O governo anunciou um grande fundo com recursos para combater o problema e promover estudos para entender todas as razões que levam as cidades chinesas, sobretudo no Norte industrializado do país, a serem cobertas por nuvens tóxicas. No início deste ano, as primeiras semanas foram marcadas por dias cinzentos (até 50 vezes acima dos níveis de concentração considerados limite pela Organização Mundial de Saúde) e filas de pessoas com problemas respiratórios em hospitais.
— Não sabemos todas as causas. No inverno, a situação do Norte da China é bastante única quando comparada a outros países do mundo — salientou o primeiro-ministro.

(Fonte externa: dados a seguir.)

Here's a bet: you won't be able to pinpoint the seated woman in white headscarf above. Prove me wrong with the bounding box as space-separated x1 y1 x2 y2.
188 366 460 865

A inclusão do tema como prioridade do governo mostra que a insatisfação geral preocupa mais do que nunca as autoridades chinesas. A instabilidade social é um dos seus grandes temores, segundo o ambientalista Ma Jun, fundador da organização sem fins lucrativos Instituto para Negócios Públicos e de Meio Ambiente. Desde o final do ano passado, quando os medidores do PM 2.5 (micropartículas mais danosas ao organismo humano suspensas no ar, com menos de 2.5 micrômetros de diâmetro) dispararam, o assunto dominou as redes sociais. O tema foi estampado nas primeiras páginas dos principais jornais do país, a maioria estatais.